Re: [RFC] staging: r8188eu: Sleeping in atomic context (SAC) bugs

From: Fabio M. De Francesco
Date: Mon Feb 07 2022 - 09:46:09 EST


On Mon, Feb 07, 2022 10:21:33 CET Dan Carpenter wrote:
> On Mon, Feb 07, 2022 at 01:02:17AM +0100, Fabio M. De Francesco wrote:

Hello Dan,

Thanks for your exhaustive reply.

> > My first question is whether or not msleep() can be called in atomic context.
>
> You are not allowed to call msleep() in atomic context.

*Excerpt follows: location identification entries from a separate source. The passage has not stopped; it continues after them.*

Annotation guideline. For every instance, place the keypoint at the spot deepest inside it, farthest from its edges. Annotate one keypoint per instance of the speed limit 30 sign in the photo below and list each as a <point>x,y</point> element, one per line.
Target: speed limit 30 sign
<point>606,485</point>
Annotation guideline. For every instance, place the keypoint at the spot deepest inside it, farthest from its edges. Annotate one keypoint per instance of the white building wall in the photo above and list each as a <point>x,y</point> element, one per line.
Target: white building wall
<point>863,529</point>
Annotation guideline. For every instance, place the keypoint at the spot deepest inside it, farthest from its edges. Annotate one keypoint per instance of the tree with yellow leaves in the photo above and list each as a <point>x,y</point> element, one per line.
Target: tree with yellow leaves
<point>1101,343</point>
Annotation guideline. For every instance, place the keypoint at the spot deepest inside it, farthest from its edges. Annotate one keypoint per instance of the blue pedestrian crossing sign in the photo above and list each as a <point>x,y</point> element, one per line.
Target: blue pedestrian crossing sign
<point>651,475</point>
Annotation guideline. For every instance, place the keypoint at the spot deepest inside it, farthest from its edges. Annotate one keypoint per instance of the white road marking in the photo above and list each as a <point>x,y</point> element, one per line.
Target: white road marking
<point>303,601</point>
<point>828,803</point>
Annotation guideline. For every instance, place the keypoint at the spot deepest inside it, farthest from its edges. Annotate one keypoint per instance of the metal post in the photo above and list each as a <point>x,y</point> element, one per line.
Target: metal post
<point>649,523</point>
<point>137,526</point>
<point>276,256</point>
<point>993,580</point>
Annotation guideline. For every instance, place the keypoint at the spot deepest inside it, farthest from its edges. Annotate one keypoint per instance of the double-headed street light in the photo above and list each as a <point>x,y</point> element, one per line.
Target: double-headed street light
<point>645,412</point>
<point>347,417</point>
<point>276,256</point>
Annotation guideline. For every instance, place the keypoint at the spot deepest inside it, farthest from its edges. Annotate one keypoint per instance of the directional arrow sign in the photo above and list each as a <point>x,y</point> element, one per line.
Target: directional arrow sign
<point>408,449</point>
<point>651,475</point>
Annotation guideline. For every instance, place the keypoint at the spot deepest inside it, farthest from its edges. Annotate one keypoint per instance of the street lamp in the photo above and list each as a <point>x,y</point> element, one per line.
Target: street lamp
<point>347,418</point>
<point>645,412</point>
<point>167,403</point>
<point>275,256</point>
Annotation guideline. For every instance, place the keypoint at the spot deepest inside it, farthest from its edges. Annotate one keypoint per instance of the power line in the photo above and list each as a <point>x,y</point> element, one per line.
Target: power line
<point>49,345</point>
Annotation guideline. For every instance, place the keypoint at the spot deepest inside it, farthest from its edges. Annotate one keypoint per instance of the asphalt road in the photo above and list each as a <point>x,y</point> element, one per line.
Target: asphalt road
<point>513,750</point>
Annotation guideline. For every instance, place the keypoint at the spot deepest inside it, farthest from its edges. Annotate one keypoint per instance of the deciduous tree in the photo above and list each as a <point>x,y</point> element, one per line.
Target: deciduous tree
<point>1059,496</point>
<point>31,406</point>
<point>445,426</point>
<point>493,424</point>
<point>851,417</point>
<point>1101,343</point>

OK, well. You confirmed what I was suspecting.

> The Smatch
> check for sleeping in atomic did not look for msleep so I will update
> it.

I'm glad that my observations suggested you that update to Smatch :)

> > If
> > I understand its semantics and implementation it seems that it should be forbidden.

Said.

> > What about changing it to mdelay()? Again, it seems that mdelay() spins without
> > sleeping so it should be safe. Isn't it?
>
> mdelay() is does not sleep,

OK, again. It seems that I've been able to understand the different implementations
and semantics of msleep() and mdelay().

> but it's not necessarily a good idea to
> delay for a long time while holding a spinlock.

Yeah, I agree with you. If I recall it well, somewhere I read a suggestion which
says that one should avoid mdelay() for more than 1 ms while under spinlocks.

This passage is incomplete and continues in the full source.